Auf geheimer Mission
Frühlingsanfang im Jahre 104, nach dem Zerfall der Alten Welt ...
Abt Vitus streifte die Kapuze seiner braunen Kutte zurück und ließ sich auf einen Baumstumpf nieder. Der Abt wirkte erschöpft. Vitus öffnete den Rucksack, griff sich ein Stück Brot und nahm etwas Wasser aus einer Feldflasche zu sich. Sein lichtes Haar war ergraut, das hagere Gesicht faltig, vom Wetter gegerbt, nur die hellblauen Augen verrieten eine gewisse Jugendlichkeit, die er sich bewahrt hatte. Schon früh, lange vor den ersten Sonnenstrahlen, hatte er, unbemerkt von seinen Ordensbrüdern, das Kloster Amelungsburg verlassen und war zu einer geheimen Mission aufgebrochen. Er nannte sie »Des Teufels Abgrund« und bei dem Gedanken daran, lief ihm ein eiskalter Schauer den Rücken hinunter.

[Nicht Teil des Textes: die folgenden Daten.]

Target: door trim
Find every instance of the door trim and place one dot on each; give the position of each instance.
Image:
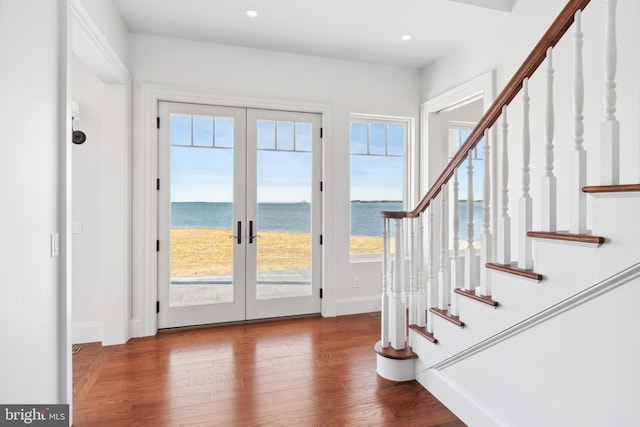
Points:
(145, 197)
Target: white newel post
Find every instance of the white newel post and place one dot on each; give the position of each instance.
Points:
(470, 273)
(578, 167)
(504, 222)
(443, 275)
(398, 307)
(610, 127)
(548, 203)
(413, 272)
(487, 238)
(431, 282)
(421, 295)
(386, 272)
(525, 252)
(457, 278)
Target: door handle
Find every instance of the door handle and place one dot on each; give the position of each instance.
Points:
(251, 235)
(239, 235)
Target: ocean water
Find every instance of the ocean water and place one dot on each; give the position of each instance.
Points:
(295, 217)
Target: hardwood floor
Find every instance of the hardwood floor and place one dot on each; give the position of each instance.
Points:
(309, 371)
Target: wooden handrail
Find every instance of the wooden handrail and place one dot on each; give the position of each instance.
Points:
(550, 38)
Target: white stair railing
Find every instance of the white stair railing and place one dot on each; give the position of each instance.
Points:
(548, 201)
(487, 237)
(525, 250)
(578, 167)
(504, 222)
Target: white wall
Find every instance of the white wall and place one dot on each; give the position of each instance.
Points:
(102, 176)
(32, 312)
(346, 87)
(88, 205)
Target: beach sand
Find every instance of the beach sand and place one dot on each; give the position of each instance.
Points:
(205, 251)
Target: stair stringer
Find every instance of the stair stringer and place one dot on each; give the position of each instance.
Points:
(574, 363)
(521, 298)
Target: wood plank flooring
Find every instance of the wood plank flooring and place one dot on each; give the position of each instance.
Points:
(310, 371)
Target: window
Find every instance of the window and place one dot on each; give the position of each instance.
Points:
(378, 183)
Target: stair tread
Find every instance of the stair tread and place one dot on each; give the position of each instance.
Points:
(567, 237)
(485, 299)
(445, 315)
(421, 330)
(513, 269)
(391, 353)
(622, 188)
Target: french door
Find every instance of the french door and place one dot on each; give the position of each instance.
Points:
(239, 214)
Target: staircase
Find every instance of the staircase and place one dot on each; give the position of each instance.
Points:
(528, 327)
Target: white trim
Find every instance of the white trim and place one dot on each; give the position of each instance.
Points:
(145, 201)
(454, 397)
(570, 303)
(369, 304)
(93, 48)
(87, 332)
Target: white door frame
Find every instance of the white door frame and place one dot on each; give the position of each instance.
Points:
(145, 198)
(434, 157)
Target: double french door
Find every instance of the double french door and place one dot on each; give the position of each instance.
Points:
(239, 214)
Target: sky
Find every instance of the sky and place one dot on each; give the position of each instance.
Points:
(203, 172)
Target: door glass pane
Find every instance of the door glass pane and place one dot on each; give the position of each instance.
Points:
(201, 214)
(284, 190)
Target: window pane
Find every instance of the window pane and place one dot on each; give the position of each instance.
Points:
(303, 136)
(284, 136)
(266, 135)
(378, 138)
(395, 145)
(203, 131)
(359, 133)
(223, 132)
(180, 129)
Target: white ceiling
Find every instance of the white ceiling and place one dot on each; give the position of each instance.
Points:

Obwohl er den Namen des Teufels nie in den Mund nahm, war jener dennoch in seiner fantasiereichen Vorstellung über den »Tiefen Bärengrund« allgegenwärtig. Dort drunten hauste der Höllenfürst, dessen war er sich absolut sicher!

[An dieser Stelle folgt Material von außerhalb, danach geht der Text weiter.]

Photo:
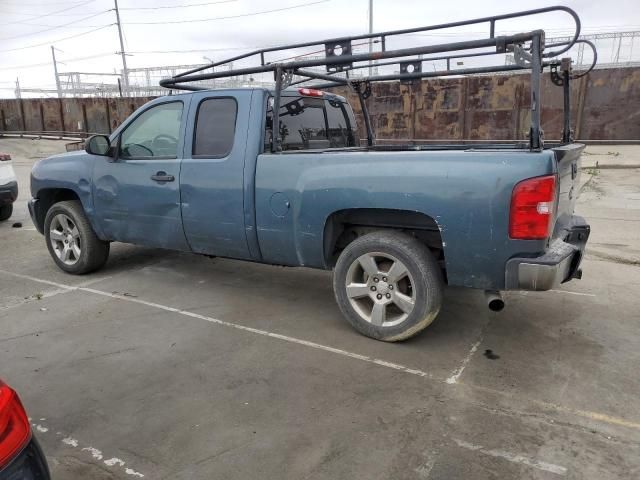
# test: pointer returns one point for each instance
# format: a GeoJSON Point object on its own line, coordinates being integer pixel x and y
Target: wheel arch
{"type": "Point", "coordinates": [47, 197]}
{"type": "Point", "coordinates": [344, 226]}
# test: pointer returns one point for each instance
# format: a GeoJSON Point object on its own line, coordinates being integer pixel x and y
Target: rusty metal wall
{"type": "Point", "coordinates": [605, 106]}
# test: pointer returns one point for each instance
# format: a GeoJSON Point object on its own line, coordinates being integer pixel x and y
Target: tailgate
{"type": "Point", "coordinates": [568, 167]}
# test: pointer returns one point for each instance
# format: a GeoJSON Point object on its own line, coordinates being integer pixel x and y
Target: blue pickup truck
{"type": "Point", "coordinates": [204, 172]}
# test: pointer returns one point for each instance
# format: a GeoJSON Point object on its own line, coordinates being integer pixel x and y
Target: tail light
{"type": "Point", "coordinates": [532, 206]}
{"type": "Point", "coordinates": [15, 431]}
{"type": "Point", "coordinates": [310, 92]}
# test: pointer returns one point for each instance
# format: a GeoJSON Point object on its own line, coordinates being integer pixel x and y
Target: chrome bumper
{"type": "Point", "coordinates": [559, 264]}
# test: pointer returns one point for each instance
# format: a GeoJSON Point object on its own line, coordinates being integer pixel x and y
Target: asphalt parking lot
{"type": "Point", "coordinates": [169, 365]}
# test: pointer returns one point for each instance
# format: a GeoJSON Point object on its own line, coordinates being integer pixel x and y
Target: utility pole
{"type": "Point", "coordinates": [122, 52]}
{"type": "Point", "coordinates": [370, 32]}
{"type": "Point", "coordinates": [55, 69]}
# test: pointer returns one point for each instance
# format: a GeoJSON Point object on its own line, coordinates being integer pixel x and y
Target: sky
{"type": "Point", "coordinates": [85, 37]}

Der Bärengrund teilte sich in zwei Waldabschnitte: In einen »Hohen« und einen »Tiefen Bärengrund«, wobei vom Erstgenannten ein reizvoller Wanderweg ins »Himmelreich« hinüberführte.
In den »Tiefen Bärengrund« gelangte man der Beschreibung nach, nur über einen geheimen Zugang, der sich dem Kundigen kurz vor dem Übergang ins »Himmelreich« offenbarte. Je weiter man in den »Tiefen Bärengrund« vordrang, umso bedrohlicher wurde man von der Wildheit des Waldes eingefangen. Kein Licht der Sonne vermochte je das dichte Blätterwerk zu durchdringen; nur ein feuchtschwüler, modriger und manchmal nach Verwesung stinkender Wind fegte über den engen Pfad in die Tiefe, so, als würde er dem Mutigen den Weg weisen.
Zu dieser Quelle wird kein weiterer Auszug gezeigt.